Tra questi c’era anche Arturo Martini di cui la galleria fiorentina possiede 7 opere tra cui la celebre e bella Pisana (1929) ovviamente in mostra, anzi lì ad aprirla. E poi le sue attese, le sue donne sdraiate, i due volti femminili quello de La cinese e la Testa di ragazza ebrea , le bellissime Moglie del Marinaio e L’Ospitalità e ancora l’Ulisse , unico bronzo in mostra, per finire con la scultura della shakespeariana Ofelia la cui storia tanto ancora ci affascina.

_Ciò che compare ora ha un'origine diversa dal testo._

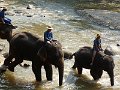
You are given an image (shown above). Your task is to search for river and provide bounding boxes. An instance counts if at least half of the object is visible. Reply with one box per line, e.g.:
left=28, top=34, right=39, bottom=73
left=0, top=0, right=120, bottom=90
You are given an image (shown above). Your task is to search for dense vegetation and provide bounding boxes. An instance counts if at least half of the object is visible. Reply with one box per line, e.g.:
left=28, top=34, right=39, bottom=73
left=74, top=0, right=120, bottom=12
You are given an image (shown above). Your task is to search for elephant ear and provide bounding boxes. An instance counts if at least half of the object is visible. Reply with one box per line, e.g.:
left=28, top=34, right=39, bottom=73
left=37, top=46, right=47, bottom=61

Firenze, si diceva, un po’ alpha e omega di questa mostra: «filo conduttore — per usare le parole di Lucia Mannini curatrice affiancata da Eva Francioli e Stefania Rispoli — di un percorso espositivo che vuole raccontare il legame che l’artista trevigiano ebbe con la nostra città da lui amatissima». Arrivò per restarci alcuni mesi che era il 1931 quando, chiamato dall’amico poeta Roberto Papi, soggiornò alcuni mesi nella sua dimora, quella Villa Fasola a Santa Margherita a Montici da cui Martini avrebbe ammirato una città «dove — diceva lui stesso — anche la pioggia sembra cadere in modo delicato». «È qui a Firenze — aggiunge Mannini — che viene a sapere di aver vinto il premio della Prima Quadriennale di Roma: 100 mila lire, una cifra per l’epoca tanto cospicua da fargli pensare di investire questi soldi acquistando un podere nei dintorni di Firenze». Dell’affare non se ne farà nulla, ma il suo legame con la città non sarà per questo meno stretto. Nel ‘32 Luigi Bellini organizzerà una sua mostra a Palazzo Spini Feroni di cui le cronache dell’epoca parlano come di un successo senza precedenti. Poi, dopo l’alluvione, ecco arrivare in città quelle sette opere donate da collezionisti corsi in soccorso della Firenze alluvionata a seguito dell’appello di Carlo Ludovico Ragghianti. Non solo: i collezionisti che si appassionano negli anni — anche prima del ’66 — all’opera dell’artista trevigiano sono tanti. Primo fra tutti Mario Castelnuovo Tedesco: è sua l’Ofelia che chiude la mostra, acquistata dal compositore fiorentino dopo aver messo in musica il canto del personaggio shakespeariano, poi nascosta quando fu costretto a scappare in America dalle leggi razziali, dunque riesposta nella dimora che nel ‘61 avrebbe ricomprato a Firenze, proprio nell’anno in cui il Maggio Fiorentino portava in scena un suo lavoro. Adesso la scultura arriva da un prestito degli eredi del maestro. Ma di opere di collezionisti di casa nostra ce ne sono altre in mostra: dei Contini Bonaccossi erano La moglie del Marinaio e L’Ospitalità , mentre un suo dono a Felice Carena — nei suoi anni fiorentini — è l’Ulisse in bronzo. Una storia di connessioni e di amore, per Firenze.